A guy I dated in the past, who was wealthy by his own standards (read: doing better than folks he grew up with in Queens), expressed this similar sentiment of being scared of golddiggers. My first thought was, how would you fear a woman being attracted only to your money? I feel that everyone has the ability to comprehend whether someone is attracted to them for the right reasons or the wrong reasons. It doesn’t take a high level of complex emotional capabilities to gauge if someone is with you for your looks, money, or stability as opposed to you as a whole. So why all these fears from some men with money?
Many of these men who exhibit these “fears” also tend to make it clear that they do have money, thereby attracting those women who they are supposedly trying to avoid. It’s obviously an insecurity thing.
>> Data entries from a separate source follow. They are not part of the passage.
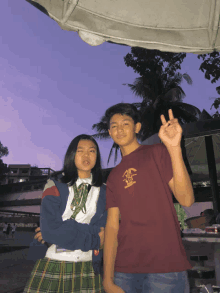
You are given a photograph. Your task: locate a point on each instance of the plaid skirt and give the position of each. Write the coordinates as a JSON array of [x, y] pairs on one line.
[[54, 276]]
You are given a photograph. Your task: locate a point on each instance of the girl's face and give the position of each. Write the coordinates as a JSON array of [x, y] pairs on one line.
[[85, 158]]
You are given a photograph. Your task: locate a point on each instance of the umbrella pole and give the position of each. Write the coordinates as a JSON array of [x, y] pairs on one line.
[[212, 173]]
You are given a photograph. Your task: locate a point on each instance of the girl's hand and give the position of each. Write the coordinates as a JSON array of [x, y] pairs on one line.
[[102, 237], [38, 235]]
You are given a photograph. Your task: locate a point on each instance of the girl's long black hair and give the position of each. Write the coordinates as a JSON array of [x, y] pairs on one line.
[[69, 171]]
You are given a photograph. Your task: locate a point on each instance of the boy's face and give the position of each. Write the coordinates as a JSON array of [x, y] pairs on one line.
[[123, 130]]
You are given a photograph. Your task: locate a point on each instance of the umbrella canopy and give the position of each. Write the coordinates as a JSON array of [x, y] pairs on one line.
[[171, 25]]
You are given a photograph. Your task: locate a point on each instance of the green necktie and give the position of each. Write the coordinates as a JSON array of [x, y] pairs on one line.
[[79, 200]]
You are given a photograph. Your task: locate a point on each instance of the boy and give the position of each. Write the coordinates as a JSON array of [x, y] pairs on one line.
[[146, 253]]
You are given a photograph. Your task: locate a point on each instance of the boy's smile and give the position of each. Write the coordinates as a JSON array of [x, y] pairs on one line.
[[123, 132]]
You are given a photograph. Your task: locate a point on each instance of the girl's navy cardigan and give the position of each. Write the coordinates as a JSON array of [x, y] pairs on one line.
[[68, 234]]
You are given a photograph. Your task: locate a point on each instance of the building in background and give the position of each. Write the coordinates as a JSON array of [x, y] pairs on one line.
[[24, 173]]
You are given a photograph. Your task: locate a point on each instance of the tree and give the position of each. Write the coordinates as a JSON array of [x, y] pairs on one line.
[[3, 167], [210, 65], [35, 171], [159, 88]]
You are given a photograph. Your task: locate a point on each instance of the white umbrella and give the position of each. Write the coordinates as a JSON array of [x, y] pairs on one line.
[[171, 25]]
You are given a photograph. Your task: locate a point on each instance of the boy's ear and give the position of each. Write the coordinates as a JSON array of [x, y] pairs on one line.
[[137, 127]]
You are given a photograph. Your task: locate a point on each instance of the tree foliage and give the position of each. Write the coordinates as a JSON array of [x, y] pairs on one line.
[[159, 88], [211, 66]]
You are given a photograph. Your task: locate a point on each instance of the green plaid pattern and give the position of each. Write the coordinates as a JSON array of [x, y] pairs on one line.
[[54, 276]]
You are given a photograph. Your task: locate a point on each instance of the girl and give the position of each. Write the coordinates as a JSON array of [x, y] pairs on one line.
[[73, 218]]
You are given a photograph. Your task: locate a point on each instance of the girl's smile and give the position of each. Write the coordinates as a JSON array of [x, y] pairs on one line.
[[85, 158]]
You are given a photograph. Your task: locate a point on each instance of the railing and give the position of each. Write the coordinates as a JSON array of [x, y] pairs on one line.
[[22, 186]]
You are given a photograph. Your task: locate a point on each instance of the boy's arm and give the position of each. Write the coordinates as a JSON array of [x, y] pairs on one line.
[[110, 246]]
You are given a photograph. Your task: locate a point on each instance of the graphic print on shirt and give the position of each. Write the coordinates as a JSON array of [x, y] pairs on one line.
[[129, 174]]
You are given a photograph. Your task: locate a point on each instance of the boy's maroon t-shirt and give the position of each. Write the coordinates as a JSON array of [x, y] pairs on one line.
[[149, 239]]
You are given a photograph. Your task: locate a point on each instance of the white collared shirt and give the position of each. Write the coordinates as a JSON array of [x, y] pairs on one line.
[[91, 205]]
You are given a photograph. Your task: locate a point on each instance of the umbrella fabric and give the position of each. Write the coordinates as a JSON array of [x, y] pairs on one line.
[[171, 25]]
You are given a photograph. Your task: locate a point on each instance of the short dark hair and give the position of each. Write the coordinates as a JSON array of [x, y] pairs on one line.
[[69, 168], [123, 109]]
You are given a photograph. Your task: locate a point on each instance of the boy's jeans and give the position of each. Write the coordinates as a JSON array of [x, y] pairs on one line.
[[153, 283]]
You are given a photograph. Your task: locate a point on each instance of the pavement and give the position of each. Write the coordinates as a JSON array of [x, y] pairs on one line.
[[14, 268]]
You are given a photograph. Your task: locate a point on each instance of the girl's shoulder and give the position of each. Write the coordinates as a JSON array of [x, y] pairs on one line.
[[55, 188]]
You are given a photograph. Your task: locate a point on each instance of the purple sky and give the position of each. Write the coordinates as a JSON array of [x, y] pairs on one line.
[[54, 86]]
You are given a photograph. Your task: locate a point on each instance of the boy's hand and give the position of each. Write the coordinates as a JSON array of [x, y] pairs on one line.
[[38, 235]]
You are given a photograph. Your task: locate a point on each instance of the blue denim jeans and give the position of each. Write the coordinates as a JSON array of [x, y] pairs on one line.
[[153, 283]]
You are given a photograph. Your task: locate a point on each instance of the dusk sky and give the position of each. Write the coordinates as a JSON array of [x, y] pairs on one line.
[[54, 86]]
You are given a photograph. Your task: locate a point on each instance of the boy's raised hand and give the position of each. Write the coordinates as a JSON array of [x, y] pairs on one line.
[[170, 131], [38, 235], [102, 237]]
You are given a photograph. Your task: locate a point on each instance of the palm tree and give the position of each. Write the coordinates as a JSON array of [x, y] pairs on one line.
[[158, 95]]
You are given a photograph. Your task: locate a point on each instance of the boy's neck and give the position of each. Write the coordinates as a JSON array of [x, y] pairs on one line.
[[126, 150]]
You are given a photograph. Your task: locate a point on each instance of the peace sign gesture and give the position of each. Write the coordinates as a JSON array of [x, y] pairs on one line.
[[170, 132]]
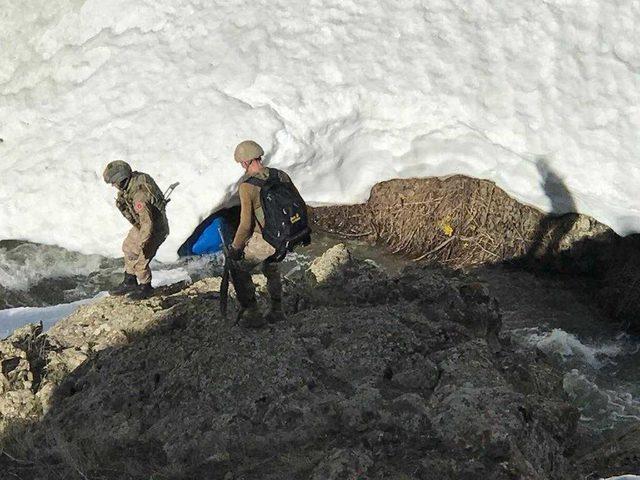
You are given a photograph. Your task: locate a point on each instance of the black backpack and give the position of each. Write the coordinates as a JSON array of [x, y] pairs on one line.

If you are popping bottles in the VIP section of a hot club with your Rolex on, you want folks to give you respect based on your financial status. The exhibition serves to play up what they see as their best asset and what sets them apart in the marketplace. In my opinion, a man who both fears a woman using him for his money and makes a point of conveying his wealth, is a man who lacks confidence in his character. Why else would he focus on the materialistic, if not to overshadow what he sees as the shortcomings of his whole self?
Of course there are other types of men with money; those who don’t care to make a show about it and those who absolutely have no fears of attracting gold diggers since they’re looking for trophy wives (that’s an even, superficial exchange in my book). It’s not fair for men, like the one I dated and later befriended, to talk about fears of being used when they’re placing themselves in a position to being used. I told him if he really has that unfounded fear, he should make a point of not relying heavily on showing off so that he can attract a woman for who he really is. But of course, he wasn’t hearing that and just wrote it off as me not understanding his unique plight. I’m certain that he’ll end up in the exact relationship that he “feared,” because he’s too ashamed to really admit that he’s really that guy who wants to live the life of a rap celebrity, complete with the facade of a music video life and music video wife.